44-latek, który we wtorek zabarykadował się z nożem w gabinecie burmistrza burmistrza Chęcin (woj. świętokrzyskie), został zatrzymany przez policję. Mężczyzna trafił do szpitala psychiatrycznego, gdzie lekarze zdecydują czy i kiedy będzie można go przesłuchać. Włodarzowi gminy i pracownikom urzędu nic się nie stało.
Jak poinformował rzecznik świętokrzyskiej policji komisarz Kamil Tokarski, w Urzędzie Miasta i Gminy w Chęcinach pojawił się mężczyzna, który miał przy sobie nóż i butelkę z niezidentyfikowaną cieczą.
- Mężczyzna wszedł do sekretariatu burmistrza, a następnie do jego gabinetu. Tam rozlał ciecz, prawdopodobnie pochodną ropy. Burmistrzowi udało się opuścić pomieszczenie, w którym przebywał napastnik – relacjonował policjant.
44-latek, mieszkaniec gminy Chęciny, zabarykadował się w pomieszczeniu.
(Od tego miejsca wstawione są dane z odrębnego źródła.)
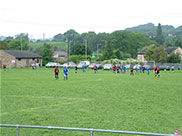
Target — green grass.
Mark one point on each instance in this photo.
(40, 44)
(87, 100)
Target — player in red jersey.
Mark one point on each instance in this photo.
(131, 71)
(157, 74)
(4, 67)
(56, 71)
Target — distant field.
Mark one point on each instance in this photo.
(86, 100)
(40, 44)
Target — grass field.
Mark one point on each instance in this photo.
(86, 100)
(40, 44)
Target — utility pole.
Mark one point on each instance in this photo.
(43, 36)
(67, 48)
(21, 44)
(97, 50)
(85, 49)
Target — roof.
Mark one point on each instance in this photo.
(60, 53)
(142, 51)
(22, 54)
(169, 50)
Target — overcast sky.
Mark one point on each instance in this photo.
(57, 16)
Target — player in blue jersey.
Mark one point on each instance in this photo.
(124, 69)
(65, 71)
(172, 68)
(136, 70)
(140, 69)
(148, 69)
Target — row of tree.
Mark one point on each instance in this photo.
(119, 44)
(158, 54)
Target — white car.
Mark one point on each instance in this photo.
(69, 65)
(52, 65)
(107, 66)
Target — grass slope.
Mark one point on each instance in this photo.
(87, 100)
(40, 44)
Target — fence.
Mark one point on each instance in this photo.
(83, 129)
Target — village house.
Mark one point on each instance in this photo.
(60, 55)
(169, 50)
(17, 58)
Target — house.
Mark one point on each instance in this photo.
(169, 50)
(140, 56)
(60, 55)
(174, 50)
(17, 58)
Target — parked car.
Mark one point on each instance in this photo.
(92, 65)
(127, 66)
(137, 65)
(99, 66)
(69, 65)
(83, 63)
(52, 65)
(107, 66)
(164, 67)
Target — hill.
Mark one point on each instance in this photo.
(171, 34)
(61, 45)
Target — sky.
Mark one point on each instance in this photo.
(50, 17)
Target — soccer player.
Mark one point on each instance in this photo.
(121, 69)
(124, 68)
(65, 71)
(76, 68)
(4, 67)
(140, 69)
(148, 69)
(131, 71)
(143, 69)
(136, 70)
(95, 68)
(155, 68)
(83, 67)
(56, 71)
(118, 67)
(114, 68)
(172, 68)
(157, 74)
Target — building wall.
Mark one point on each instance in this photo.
(178, 50)
(12, 62)
(140, 57)
(7, 59)
(25, 62)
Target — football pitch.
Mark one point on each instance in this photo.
(86, 100)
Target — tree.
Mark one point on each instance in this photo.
(173, 58)
(160, 55)
(3, 45)
(108, 51)
(125, 42)
(149, 53)
(159, 37)
(16, 44)
(58, 38)
(79, 49)
(178, 43)
(46, 52)
(22, 36)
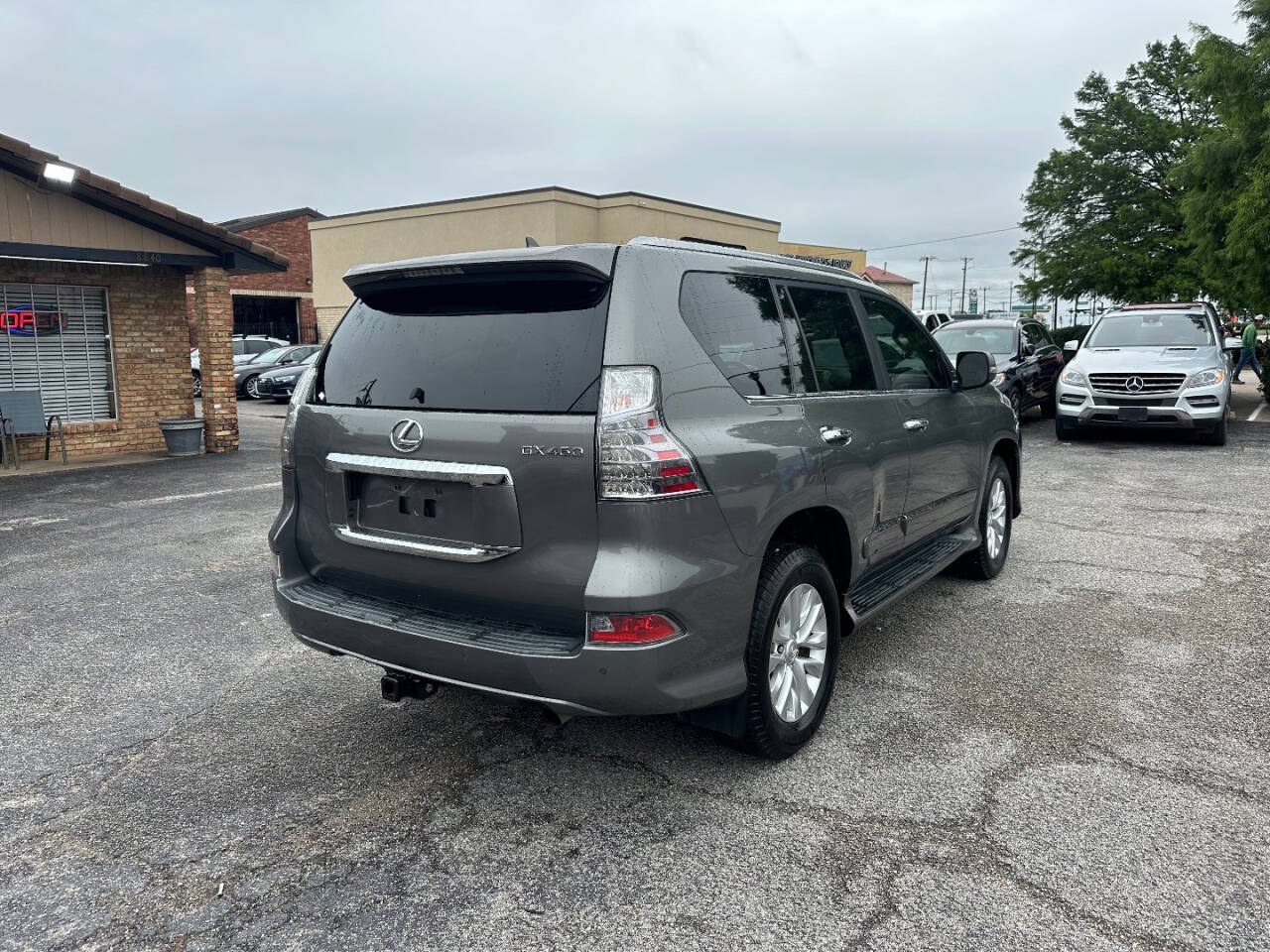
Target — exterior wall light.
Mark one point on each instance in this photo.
(59, 173)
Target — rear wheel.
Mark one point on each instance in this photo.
(793, 652)
(996, 524)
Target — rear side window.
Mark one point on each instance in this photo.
(912, 358)
(734, 318)
(838, 354)
(495, 343)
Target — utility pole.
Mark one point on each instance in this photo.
(965, 263)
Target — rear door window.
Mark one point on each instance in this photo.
(834, 349)
(527, 341)
(735, 320)
(912, 359)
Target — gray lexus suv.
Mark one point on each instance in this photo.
(631, 479)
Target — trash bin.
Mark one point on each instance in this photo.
(183, 436)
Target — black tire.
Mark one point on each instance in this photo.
(1214, 436)
(982, 563)
(1049, 407)
(786, 567)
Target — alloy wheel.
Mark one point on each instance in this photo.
(795, 669)
(996, 527)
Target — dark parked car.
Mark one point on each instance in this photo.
(1028, 362)
(245, 375)
(639, 479)
(281, 381)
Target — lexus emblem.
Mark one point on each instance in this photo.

Przybyli na miejsce policjanci ewakuowali pracowników urzędu. Wezwany ostał też policyjny negocjator.
Policjanci obezwładnili napastnika
- Po kilkudziesięciu minutach policjanci obezwładnili napastnika. W tej chwili jest pod opieką lekarzy. Sprawdzamy wszystkie okoliczności tego zdarzenia, m.in. czy mężczyzna był trzeźwy. Na miejscu jest też prokurator – dodał rzecznik policji. Obecnie zatrzymany znajduje się w szpitalu psychiatrycznym. Tamtejsi lekarze orzekną, czy i kiedy możliwe będzie przesłuchanie napastnika.
Funkcjonariusze pobrali próbki substancji, którą rozlał w gabinecie burmistrza 44-latek. Reszta cieczy została uprzątnięta przez sprzątaczkę.
Jak podkreślił rzecznik policji, burmistrzowi Robertowi Jaworskiemu i pracownikom magistratu nic się nie stało. Większość z nich wróciła już do pracy.
Jaworski funkcję burmistrza Chęcin pełni od 2006 roku.